While I’m on the subject of heirloom and open pollinated seeds, check out Seed Savers Exchange. I would definitely have to agree with them as being the nation’s premier seed saving organization. Located in Decorah, Iowa since 1975, they are a seed saving non-profit member organization collecting and selling seed to help fund their preservation efforts. I have always wanted to visit their Heritage Farm headquarters or attend one of their special events. If you don’t want to start your own seed, then you could opt to buy transplants from them. They grow and sell several heirloom pepper transplants as well as heirloom tomato varieties like Cherokee Purple and Hungarian Heart. These won’t be at any garden center I know of. You don’t have to be a member to order from their catalog, but if you do become a member, you will receive 10% off of your order!

www.seedsavers.org (563) 382-5990

Seeds of Change. Located in New Mexico, probably one of the first organic seed companies in business since 1989. They have taken the Safe Seed Pledge and donate 1% of their net sales to advance the efforts of sustainable agriculture across the world. A very philanthropic company. They have identified vegetable varieties for “Space Challenged Gardening” which is what most of us Urban Farmscapers are dealing with.

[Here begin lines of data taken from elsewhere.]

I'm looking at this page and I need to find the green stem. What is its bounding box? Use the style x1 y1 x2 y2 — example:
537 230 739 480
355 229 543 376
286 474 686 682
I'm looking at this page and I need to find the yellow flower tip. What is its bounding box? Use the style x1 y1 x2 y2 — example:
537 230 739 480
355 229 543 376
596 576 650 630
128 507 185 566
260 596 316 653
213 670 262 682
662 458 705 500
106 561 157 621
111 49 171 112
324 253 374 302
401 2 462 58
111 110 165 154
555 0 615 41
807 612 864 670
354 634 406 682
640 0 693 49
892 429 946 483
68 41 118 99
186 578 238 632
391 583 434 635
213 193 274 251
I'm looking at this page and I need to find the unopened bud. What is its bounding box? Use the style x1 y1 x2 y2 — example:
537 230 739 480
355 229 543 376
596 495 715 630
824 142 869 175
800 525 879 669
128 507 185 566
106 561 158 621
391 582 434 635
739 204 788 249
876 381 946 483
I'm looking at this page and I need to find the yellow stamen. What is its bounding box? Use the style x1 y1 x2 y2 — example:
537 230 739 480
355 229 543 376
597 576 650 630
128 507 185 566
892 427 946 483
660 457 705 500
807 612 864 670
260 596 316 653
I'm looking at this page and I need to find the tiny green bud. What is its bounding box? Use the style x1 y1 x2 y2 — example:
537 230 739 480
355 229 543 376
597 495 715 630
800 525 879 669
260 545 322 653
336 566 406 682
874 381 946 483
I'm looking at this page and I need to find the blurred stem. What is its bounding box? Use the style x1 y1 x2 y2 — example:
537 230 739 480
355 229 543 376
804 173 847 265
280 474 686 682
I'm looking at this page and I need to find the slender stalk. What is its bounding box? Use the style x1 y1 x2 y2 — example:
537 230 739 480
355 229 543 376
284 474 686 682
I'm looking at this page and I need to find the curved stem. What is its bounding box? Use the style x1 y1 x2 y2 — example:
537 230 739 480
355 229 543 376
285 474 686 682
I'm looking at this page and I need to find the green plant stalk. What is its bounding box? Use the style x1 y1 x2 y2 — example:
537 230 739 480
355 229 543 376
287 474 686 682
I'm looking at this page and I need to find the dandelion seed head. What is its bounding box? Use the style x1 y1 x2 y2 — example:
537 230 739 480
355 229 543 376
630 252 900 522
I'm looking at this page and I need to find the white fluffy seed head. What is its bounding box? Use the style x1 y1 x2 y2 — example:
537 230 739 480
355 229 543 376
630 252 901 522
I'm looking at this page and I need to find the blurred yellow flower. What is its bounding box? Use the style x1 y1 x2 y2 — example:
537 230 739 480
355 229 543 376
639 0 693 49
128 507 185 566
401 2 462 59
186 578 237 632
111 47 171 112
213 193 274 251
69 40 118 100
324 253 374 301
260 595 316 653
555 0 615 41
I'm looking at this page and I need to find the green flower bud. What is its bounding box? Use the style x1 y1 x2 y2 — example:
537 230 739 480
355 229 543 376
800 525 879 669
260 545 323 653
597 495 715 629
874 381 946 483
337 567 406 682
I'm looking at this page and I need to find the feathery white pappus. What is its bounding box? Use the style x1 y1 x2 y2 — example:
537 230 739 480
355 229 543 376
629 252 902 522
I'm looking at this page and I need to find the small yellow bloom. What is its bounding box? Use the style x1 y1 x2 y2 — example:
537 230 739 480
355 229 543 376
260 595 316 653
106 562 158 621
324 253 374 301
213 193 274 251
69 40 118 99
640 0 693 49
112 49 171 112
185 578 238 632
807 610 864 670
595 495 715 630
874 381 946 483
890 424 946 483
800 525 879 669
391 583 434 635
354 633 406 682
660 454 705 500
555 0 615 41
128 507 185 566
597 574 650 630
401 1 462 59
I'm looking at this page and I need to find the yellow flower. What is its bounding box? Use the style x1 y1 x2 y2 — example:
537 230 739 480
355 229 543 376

www.seedsofchange.com (888) 762-7333

Peaceful Valley Farm Supply. Based in California. Organic seeds, plants, tools and fun gardening stuff. You can even get 10 Fruit Trees delivered for $199 ! That is, if you have room. I planted four varieties of garlic and one type of shallot this past autumn that I ordered as a Garlic Combo Pack. If you want to grow garlic, keep in mind that you plant it in the autumn.

www.groworganic.com (888) 784-1722

Order your seeds soon to make sure you get the variety you want. Soon I will guide you through successful seed starting indoors!